Ora, va bene che il buon Dylan non ha mai fatto dell’espansività la sua dote migliore, ma c’è chi comincia a supporre che potrebbe anche arrivare dal menestrello del rock un rifiuto dell’onorificenza, così come fece un altro irregolare come Jean Paul Sartre nel 1964”.  

Ritengo sia inutile interrogarsi  sul silenzio di Dylan.  E  pure  sul  perché di un premio.  I Nobel vengono assegnati due volte, la prima dai  professori di Stoccolma, la seconda  dal  tempo,  grande galantuomo:  basta rileggersi l’elenco dei passati Nobel (uno lo vinse anche la nostra Deledda: Grazia chi?). Quanto al silenzio  è un problema di Dylan.  E  di chi si interroga su  certe fregnacce. Invece, il vero punto della  questione  è la  qualifica  "di irregolare",  come  Sartre,  aggiunge Pavanello: gossippando sul  rifiuto di Dylan, visto che Sartre nel 1964   girò le spalle all’onorificenza.
Chi è irregolare?  In genere, per quanto  ne so e basandomi  sulla storia del Novecento, l’irregolare è uno che sfida il potere.  E poi?  Semplificando,  se ne assume le conseguenze. Politiche, di regola.  Nella Russia comunista si finiva  in un  Gulag. Anche con Putin, non si scherza. Con Hitler si passava attraverso un camino.  Mussolini era più "comprensivo":   Matteotti e tanti altri furono picchiati fino a morire di percosse. E che conseguenze si sono assunti Sartre e Dylan?  Zero.
E' l'Occidente bellezza... L'odiato borghese  si pulisce dagli schizzi di merda ricevuti, ti chiede scusa e ti premia pure. Che pacchia!    
Ergo, Dylan e Sarte  non possono essere definiti irregolari.  Furbi, probabilmente, sì.
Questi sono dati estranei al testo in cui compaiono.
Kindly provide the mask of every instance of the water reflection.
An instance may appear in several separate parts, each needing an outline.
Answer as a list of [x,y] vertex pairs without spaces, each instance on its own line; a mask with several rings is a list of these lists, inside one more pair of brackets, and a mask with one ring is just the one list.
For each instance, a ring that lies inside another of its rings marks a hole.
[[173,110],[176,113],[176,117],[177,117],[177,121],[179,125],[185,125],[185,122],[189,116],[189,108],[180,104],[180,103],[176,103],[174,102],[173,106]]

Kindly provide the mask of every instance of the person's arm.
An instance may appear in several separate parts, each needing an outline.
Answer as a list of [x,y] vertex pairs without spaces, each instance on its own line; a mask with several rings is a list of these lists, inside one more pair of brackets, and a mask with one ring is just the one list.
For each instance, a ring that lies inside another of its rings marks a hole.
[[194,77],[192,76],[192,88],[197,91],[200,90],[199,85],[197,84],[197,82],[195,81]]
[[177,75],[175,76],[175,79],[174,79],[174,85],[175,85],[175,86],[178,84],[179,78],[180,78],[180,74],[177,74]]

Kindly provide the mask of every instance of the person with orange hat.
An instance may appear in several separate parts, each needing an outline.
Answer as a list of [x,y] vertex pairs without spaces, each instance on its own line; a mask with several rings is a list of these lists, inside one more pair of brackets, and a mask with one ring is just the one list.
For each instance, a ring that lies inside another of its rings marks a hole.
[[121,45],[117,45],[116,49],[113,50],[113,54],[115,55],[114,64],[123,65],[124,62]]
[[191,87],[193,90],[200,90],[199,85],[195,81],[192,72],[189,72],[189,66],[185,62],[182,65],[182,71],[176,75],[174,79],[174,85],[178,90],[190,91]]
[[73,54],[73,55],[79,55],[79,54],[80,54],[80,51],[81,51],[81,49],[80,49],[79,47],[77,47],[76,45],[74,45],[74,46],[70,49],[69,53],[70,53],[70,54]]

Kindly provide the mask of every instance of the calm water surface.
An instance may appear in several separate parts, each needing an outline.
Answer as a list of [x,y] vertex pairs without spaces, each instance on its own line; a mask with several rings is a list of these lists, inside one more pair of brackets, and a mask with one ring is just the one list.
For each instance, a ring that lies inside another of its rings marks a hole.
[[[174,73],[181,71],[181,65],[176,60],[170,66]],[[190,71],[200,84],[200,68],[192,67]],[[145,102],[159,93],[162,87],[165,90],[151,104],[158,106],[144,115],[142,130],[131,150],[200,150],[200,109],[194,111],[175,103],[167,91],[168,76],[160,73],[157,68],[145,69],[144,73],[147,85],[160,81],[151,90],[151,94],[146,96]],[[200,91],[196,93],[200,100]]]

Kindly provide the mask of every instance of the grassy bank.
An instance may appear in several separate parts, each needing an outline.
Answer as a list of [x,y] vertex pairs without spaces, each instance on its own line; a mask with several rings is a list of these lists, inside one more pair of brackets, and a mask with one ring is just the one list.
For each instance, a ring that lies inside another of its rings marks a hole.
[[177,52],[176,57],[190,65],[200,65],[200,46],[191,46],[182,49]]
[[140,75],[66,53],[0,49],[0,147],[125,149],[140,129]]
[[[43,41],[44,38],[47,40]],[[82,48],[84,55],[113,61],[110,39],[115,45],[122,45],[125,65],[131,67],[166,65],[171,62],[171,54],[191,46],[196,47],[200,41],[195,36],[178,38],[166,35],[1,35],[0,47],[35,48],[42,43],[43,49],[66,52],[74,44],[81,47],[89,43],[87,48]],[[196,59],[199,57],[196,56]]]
Carlo Gambescia              



venerdì 14 ottobre 2016

La scomparsa di Dario Fo
Uno di meno

Oggi, mentre lavoravo,  mi sono alzato di scatto dalla scrivania. E  dopo un attimo di raccoglimento,  ho cominciato ad alzare ritmicamente le braccia al cielo,  accompagnando il  gesto, come fanno i pellerossa, pardon, i nativi americani,  con movimenti delle  ginocchia, sempre più rapidi,  come  se stessi ballando,  ma  da fermo.  Il tutto accompagnato da gorgoglii,  borborigmi,  e da  una flatulenza, traditrice e rumorosissima, che ha scandalizzato mia moglie…  
Io però, prima che parlasse,  magari per chiedere la separazione, l’ho bloccata: “ Come,  non  riconosci  l’arte di Dario Fo? Sto sfidando il potere.  Celebro un grande artista e mi alleno per il Nobel”.  
Però c’è un problema, ho subito pensato   non sono comunista. Quindi…
Negli anni  Ottanta del secolo scorso  c’era un deputato missino, un omaccione,  non ricordo il nome,  fascistissimo che girava per Roma in camicia nera. Un personaggio patetico.  Ogni volta che al bar ordinava un aperitivo, chiedeva un rosso  e subito  aggiungeva, ad alta voce, guardandosi intorno con tono di sfida: “Uno di meno!”.
Io che non sono fascista, quando ho saputo della morte di Fo, ho pensato la stessa cosa. Devo preoccuparmi?